Pour être un Ben Noah, un enfant de Noé, il faut croire en un seul et unique Dieu. Cela signifie croire qu'aucune autre puissance ne crée la réalité et qu'aucune autre puissance ne la dirige. Toute providence émane uniquement d'un seul Dieu. Un Ben Noah croit que Dieu est le créateur de l'univers entier et peut même croire, comme l'enseigne la philosophie hassidique du Ba'al Shem Tov, que Dieu crée le monde à chaque fraction de seconde. Cela signifie que le processus de création est un processus continu. [5] Un Ben Noah peut croire et même vivre la création du monde à chaque seconde.

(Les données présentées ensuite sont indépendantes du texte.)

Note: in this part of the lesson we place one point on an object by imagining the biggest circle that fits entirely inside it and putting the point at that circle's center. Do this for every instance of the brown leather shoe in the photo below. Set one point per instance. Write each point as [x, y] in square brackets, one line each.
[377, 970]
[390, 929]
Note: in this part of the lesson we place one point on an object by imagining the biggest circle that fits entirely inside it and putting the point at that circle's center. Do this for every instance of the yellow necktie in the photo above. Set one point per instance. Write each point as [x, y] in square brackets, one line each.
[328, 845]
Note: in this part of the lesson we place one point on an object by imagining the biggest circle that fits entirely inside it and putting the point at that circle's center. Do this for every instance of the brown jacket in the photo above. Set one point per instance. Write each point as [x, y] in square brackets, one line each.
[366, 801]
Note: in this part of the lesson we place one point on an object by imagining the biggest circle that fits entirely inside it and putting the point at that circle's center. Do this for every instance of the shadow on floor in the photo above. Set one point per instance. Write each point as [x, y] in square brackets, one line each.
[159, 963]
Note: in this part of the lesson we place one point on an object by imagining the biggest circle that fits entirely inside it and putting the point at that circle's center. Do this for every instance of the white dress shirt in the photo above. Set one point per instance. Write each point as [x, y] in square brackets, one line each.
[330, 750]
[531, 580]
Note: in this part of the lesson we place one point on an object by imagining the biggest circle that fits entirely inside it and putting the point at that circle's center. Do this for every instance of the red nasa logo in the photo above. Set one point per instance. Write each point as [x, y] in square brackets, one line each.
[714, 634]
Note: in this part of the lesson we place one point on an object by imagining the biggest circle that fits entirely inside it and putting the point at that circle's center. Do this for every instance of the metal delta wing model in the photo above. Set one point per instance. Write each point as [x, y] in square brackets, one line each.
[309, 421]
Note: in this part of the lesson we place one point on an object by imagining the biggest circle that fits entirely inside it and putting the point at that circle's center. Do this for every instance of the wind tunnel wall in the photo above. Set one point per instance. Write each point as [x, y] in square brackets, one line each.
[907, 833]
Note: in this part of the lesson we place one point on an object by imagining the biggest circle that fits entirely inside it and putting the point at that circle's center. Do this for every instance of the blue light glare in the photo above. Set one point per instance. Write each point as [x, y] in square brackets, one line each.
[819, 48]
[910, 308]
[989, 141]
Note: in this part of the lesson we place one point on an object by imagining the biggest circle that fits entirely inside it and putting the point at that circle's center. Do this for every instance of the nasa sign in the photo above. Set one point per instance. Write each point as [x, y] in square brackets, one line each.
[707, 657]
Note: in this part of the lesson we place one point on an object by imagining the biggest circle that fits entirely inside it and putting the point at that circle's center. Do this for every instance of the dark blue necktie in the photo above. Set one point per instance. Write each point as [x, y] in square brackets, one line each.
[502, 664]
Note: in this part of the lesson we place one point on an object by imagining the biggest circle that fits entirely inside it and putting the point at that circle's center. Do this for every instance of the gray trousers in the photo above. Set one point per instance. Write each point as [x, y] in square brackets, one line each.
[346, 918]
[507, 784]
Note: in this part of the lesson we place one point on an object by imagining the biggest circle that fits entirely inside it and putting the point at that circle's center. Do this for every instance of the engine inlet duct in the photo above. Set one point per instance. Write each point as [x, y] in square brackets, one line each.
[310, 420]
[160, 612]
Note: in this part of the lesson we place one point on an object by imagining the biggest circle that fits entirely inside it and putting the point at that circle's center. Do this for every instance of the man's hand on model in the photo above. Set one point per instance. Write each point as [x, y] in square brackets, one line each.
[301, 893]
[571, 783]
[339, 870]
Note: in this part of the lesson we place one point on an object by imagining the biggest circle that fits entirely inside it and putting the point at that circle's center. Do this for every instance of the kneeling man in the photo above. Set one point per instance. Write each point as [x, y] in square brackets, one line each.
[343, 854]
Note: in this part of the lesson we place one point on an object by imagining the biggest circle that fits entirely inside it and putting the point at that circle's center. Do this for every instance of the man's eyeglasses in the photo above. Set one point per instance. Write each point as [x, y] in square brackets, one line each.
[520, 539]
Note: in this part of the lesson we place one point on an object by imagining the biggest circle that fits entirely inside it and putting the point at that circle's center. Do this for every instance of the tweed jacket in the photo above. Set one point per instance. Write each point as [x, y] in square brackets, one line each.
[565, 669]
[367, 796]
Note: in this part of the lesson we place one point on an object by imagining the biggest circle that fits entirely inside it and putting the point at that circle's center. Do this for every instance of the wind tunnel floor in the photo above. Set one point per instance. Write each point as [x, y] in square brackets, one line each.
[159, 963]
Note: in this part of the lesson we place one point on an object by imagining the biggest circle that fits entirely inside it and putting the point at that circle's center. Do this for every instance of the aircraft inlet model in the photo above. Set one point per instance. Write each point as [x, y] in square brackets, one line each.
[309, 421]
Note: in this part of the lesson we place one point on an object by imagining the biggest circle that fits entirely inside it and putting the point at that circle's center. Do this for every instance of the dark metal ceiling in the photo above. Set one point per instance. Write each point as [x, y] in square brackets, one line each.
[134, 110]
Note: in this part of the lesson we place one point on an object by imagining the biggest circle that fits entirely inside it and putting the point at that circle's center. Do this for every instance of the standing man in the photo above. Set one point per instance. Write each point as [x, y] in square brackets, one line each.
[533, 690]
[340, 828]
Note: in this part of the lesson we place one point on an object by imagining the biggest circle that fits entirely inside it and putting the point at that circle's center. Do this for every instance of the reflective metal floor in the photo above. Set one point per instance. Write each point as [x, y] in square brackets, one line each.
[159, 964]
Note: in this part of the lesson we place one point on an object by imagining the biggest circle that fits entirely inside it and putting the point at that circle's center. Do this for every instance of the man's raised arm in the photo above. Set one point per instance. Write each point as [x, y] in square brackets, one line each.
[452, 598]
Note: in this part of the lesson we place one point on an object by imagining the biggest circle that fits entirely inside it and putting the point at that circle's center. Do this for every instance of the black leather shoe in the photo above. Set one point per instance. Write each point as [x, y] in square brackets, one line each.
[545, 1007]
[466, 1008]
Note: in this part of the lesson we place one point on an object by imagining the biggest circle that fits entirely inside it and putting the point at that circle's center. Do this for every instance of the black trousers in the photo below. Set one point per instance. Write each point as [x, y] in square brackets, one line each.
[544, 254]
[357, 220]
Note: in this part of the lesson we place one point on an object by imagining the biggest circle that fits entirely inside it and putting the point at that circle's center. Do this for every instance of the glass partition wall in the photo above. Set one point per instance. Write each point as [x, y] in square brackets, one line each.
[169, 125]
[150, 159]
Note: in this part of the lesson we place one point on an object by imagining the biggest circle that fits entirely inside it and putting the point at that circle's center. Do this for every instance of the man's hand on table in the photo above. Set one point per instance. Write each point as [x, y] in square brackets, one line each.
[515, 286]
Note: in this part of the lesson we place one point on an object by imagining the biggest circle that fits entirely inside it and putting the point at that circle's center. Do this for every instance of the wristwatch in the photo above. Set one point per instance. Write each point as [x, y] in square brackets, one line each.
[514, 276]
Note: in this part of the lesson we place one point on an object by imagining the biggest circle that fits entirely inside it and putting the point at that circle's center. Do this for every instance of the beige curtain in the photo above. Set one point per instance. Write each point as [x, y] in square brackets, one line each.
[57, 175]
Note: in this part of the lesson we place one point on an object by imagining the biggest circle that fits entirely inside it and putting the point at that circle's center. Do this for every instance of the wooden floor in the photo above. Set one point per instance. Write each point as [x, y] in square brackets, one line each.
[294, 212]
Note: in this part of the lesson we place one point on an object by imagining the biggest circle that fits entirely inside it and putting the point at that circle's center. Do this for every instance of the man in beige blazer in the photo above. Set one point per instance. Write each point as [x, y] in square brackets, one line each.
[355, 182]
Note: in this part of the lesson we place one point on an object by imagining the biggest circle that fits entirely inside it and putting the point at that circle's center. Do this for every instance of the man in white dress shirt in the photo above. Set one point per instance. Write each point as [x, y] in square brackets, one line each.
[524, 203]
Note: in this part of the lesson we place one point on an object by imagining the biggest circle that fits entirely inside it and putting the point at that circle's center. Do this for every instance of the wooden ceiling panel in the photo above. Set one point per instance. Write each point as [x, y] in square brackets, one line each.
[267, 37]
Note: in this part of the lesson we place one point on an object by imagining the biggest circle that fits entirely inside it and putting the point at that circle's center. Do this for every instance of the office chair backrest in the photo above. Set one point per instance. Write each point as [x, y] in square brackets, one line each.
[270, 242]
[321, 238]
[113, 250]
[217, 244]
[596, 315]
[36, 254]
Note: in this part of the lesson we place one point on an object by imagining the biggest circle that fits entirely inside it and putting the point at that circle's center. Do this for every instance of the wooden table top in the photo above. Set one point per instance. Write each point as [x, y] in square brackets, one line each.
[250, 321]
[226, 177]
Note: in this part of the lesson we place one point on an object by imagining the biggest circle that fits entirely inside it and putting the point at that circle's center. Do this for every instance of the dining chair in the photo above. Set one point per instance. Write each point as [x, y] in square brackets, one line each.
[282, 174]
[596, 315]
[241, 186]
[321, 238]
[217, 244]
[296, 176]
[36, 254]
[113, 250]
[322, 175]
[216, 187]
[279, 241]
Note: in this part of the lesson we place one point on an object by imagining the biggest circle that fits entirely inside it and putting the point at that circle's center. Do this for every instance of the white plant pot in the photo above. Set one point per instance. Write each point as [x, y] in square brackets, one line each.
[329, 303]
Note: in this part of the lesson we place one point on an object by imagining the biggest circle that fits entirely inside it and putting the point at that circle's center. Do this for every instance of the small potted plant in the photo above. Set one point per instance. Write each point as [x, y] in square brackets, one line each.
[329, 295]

On nous apprend que les jeunes enfants peuvent réellement ressentir la recréation continue de l'univers. En grandissant, une sorte de kelipah (une coquille) nous empêche de vivre directement cette recréation à chaque instant. Mais c'est possible. Il suffit d'enlever la coquille, la barrière, et on peut voir. Tout cela peut être une expérience réelle, et pourtant, la croyance d'un Ben Noah en Dieu signifie que Dieu et Sa Création – Dieu et le monde – sont différents. Il y a deux choses : Dieu crée le monde. Il l'a créé dans le passé et Il le crée dans le présent. Ainsi, il y a Dieu et il y a le monde. Et Dieu est un, ce qui signifie que seul Dieu crée le monde et que seul Dieu a la providence sur lui. Si vous croyez cela, vous êtes déjà considéré comme un bon gentil et vous êtes un fils de Noé.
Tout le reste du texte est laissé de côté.